Attesissima, alle 19.00 sempre sul palco principale, Kali Uchis, stella nascente del neo soul. Abito bianco cortissimo, corsetto rosso e capelli raccolti in una coda di cavallo, l’americana, di origine colombiana, presenta un set che comprende brani dell’ultimo bellissimo album Isolation e altri tratti dal precente Por Vida. E’ Loner, in una versione languida e ipnotica, ad aprire le danze, ma non mancano Dead to Me e Ridin Round e le cover di Beautiful di Pharrell e di Creep dei Radiohaed resa incredibilmente sensuale da Kali, che si conferma un’interprete di classe ed eleganza indiscusse. Chiude il set Tyrant, brano che su disco prevede la presenza di Jorja Smith.
Le sonorità latine sono di grande moda e fra le protagoniste della giornata c’è anche la spagnola Rosalia, attesa da un nutrito gruppo di connazionali, venuti a Parigi espressamente per assistere al suo live. Tutina corta bianca e oro, Rosalia sale sul palco accompagnata da sei ballerine, che eseguono con lei le coreografie pensate per il suo flamenco anni 2000.

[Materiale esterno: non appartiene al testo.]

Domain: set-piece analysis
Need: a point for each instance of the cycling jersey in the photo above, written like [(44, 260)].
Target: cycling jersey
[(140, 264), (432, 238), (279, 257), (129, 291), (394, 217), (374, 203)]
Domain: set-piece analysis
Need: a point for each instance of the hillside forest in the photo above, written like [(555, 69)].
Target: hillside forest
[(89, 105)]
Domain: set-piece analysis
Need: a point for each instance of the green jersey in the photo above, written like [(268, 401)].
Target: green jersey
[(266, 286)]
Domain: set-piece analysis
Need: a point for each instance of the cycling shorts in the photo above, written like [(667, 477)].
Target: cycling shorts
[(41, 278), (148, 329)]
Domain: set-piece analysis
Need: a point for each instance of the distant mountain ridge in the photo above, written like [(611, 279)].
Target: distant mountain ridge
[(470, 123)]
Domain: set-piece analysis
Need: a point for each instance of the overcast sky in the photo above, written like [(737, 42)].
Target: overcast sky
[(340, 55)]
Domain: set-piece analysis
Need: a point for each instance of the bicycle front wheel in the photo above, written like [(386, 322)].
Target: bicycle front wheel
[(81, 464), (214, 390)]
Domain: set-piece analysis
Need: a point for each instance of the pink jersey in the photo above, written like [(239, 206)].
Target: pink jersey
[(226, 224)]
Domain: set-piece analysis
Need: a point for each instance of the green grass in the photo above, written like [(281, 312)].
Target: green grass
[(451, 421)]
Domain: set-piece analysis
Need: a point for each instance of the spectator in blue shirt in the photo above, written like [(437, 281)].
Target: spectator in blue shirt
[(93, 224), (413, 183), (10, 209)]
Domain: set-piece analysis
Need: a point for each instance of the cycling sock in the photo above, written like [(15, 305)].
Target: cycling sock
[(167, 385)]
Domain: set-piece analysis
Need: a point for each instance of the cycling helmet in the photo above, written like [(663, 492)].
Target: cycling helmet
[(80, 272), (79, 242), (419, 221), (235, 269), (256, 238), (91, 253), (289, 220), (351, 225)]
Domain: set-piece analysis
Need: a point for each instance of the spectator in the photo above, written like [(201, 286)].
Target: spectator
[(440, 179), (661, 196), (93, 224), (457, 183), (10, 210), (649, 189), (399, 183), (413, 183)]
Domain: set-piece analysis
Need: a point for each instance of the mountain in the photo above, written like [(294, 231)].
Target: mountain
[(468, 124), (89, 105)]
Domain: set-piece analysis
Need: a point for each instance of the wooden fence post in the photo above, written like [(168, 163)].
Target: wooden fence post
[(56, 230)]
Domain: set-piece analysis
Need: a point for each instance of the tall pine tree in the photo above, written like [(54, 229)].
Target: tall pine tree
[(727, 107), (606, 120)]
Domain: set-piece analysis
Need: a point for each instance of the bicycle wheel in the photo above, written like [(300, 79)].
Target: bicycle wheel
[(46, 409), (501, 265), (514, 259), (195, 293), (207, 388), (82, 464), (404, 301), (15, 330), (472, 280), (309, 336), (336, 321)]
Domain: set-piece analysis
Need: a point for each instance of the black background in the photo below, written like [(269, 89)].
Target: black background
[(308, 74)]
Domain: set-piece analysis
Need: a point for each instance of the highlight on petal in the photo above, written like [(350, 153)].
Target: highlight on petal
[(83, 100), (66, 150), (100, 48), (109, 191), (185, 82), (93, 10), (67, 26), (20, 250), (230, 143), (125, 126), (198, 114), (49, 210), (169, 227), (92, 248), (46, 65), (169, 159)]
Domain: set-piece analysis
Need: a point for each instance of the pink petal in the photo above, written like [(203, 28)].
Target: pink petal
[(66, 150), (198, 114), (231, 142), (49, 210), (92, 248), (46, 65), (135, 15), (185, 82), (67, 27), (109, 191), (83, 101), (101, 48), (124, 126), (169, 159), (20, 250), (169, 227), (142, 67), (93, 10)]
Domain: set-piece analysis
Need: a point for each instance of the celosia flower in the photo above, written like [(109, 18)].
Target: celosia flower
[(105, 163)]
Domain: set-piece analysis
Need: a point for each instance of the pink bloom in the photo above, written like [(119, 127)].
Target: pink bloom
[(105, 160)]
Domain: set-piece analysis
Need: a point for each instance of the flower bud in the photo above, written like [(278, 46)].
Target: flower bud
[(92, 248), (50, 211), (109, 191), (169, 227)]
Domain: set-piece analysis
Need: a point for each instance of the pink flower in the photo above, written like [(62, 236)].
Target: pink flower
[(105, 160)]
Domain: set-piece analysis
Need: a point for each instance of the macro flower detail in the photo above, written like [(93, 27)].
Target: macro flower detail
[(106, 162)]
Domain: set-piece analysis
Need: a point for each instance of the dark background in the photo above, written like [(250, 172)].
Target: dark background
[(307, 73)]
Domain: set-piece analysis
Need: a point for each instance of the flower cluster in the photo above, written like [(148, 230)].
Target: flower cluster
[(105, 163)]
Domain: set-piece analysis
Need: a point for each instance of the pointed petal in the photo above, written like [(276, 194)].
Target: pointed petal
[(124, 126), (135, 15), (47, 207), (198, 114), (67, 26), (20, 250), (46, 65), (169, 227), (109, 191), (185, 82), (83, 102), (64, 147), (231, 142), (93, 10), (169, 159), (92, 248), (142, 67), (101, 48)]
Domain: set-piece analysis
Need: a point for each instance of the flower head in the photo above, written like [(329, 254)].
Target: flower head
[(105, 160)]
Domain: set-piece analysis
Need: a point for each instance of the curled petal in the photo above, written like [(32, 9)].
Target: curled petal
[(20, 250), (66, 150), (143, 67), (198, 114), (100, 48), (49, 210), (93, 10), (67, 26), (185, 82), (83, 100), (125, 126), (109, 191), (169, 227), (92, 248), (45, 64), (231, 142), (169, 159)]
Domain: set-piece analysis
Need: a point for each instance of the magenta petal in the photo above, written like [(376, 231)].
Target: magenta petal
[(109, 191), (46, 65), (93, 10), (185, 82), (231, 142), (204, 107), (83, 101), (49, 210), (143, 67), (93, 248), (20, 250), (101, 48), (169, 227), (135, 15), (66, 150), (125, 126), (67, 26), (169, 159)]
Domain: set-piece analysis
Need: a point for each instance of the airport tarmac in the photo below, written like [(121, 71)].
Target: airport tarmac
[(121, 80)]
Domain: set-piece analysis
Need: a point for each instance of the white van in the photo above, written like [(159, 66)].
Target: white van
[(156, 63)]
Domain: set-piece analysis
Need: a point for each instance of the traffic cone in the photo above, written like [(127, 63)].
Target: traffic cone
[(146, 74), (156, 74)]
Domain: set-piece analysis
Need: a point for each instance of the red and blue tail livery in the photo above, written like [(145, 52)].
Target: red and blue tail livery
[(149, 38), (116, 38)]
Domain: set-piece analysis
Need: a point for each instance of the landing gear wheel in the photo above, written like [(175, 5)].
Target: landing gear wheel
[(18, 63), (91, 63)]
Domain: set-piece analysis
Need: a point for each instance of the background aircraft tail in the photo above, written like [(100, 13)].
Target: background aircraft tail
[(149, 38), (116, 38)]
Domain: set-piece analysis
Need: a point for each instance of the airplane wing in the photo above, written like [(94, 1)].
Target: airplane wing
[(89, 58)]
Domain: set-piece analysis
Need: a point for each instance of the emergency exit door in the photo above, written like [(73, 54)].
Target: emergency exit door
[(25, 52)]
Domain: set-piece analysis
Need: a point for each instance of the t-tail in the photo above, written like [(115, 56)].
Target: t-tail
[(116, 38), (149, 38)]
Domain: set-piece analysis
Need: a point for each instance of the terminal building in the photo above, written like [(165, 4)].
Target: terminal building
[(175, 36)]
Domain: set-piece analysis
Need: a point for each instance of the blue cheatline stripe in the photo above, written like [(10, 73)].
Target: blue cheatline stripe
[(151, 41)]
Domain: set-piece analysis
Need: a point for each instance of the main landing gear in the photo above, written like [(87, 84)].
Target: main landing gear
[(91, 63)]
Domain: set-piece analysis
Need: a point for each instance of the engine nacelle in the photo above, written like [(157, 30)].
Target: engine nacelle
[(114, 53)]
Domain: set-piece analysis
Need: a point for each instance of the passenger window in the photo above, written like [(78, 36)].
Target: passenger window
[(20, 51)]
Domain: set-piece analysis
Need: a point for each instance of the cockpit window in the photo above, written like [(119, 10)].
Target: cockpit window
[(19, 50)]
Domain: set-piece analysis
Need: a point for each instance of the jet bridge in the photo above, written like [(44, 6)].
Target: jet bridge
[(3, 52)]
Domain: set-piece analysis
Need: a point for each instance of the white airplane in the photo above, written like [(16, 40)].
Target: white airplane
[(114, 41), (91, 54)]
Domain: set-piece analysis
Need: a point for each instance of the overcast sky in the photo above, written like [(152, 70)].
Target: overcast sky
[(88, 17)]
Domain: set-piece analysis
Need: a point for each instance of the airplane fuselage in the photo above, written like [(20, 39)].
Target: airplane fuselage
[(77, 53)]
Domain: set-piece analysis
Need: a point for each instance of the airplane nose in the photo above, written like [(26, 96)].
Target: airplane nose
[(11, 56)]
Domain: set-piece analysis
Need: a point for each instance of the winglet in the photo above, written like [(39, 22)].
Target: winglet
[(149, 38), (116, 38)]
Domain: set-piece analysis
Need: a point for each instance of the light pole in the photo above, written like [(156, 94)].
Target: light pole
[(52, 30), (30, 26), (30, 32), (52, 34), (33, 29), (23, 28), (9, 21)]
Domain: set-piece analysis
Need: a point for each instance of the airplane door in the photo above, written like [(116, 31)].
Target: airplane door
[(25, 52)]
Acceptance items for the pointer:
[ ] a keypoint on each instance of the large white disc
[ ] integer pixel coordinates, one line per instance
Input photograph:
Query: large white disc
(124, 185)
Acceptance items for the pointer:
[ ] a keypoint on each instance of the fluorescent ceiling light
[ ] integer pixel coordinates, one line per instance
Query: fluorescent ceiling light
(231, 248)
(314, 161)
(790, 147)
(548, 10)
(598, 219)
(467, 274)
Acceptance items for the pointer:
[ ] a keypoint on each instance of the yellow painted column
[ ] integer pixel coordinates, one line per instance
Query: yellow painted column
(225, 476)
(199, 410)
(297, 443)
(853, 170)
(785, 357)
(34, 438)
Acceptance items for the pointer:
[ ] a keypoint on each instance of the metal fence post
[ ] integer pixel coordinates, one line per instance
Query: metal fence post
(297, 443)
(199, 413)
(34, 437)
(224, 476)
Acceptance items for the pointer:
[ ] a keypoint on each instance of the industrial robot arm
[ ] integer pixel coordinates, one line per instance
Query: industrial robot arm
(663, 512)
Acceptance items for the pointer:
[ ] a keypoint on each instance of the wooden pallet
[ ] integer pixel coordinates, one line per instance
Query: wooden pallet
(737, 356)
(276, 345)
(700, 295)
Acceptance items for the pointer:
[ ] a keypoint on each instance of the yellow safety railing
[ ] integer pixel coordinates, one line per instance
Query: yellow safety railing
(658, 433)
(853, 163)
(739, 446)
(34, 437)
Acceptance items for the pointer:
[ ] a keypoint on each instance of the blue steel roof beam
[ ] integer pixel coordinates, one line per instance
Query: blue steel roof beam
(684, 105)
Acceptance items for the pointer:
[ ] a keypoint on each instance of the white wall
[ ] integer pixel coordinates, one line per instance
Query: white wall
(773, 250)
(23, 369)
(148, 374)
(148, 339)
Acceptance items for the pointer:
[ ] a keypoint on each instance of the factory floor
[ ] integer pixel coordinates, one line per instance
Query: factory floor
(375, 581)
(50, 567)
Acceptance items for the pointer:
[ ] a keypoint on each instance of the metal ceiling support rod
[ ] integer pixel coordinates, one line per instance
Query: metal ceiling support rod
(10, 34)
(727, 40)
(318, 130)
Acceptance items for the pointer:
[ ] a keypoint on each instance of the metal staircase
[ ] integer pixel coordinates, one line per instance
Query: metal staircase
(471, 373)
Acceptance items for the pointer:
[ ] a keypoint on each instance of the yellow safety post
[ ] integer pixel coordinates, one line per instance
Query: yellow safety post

Gli astanti, conquistati, apprezzano le nove bellissime tracce del suo El mal querer: fra tutte citiamo Malamente, Maldicion, Pienso en tu Mira e Que No Salga la Luna. A noi, che abbiamo amato altresi la sua collaborazione con James Blake, è piaciuta soprattutto la romantica Barefoot in the Park.
Verso le 9, ci avviamo con decisione verso i pezzi forti della giornata e del festival: ovvero i set di Erykah Badu e dei Tame Impala.
Si presenta agghindata bizzarramente e con una mezz’ora buona di ritardo la cantautrice statunitense, stella indiscussa del r’n’b. Ma si fa perdonare grazie a un set eccellente, brillantemente eseguito, che prevede brani nuovi e vecchi successi. Apre il concerto la recente Hello, tratta dall’ultimo disco di Erykah, il mixtape del 2015, You Caint Use My Phone, ma non mancano i pezzi iconici del suo repertorio come la languida On & On e Love of my Life.
Il concerto è forse un po’ troppo breve, ma l’americana fa la sorpresa di un’incursione fra il pubblico delle prime file, che ovviamente gioisce del contatto ravvicinato con la sacerdotessa del soul.
Infine è il momento dei Tame Impala, che si confermano una delle band più entusiasmanti in concerto. Colorati, allegri, scanzonati gli australiani non lesinano atmosfere lisergiche e psichedeliche e, natuaralmente coriandoli a profusione. In scaletta tutti i loro più grandi successi, da Let It Happen a Less I know the Better e i primi due singoli del nuovo disco in lavorazione, Borderline e Patience. Chiudono il set stupendamente con Feels Like We Only Go Backwards e la magnifica New Person, Same Old Mistakes, sulle cui note termina anche il nostro festival.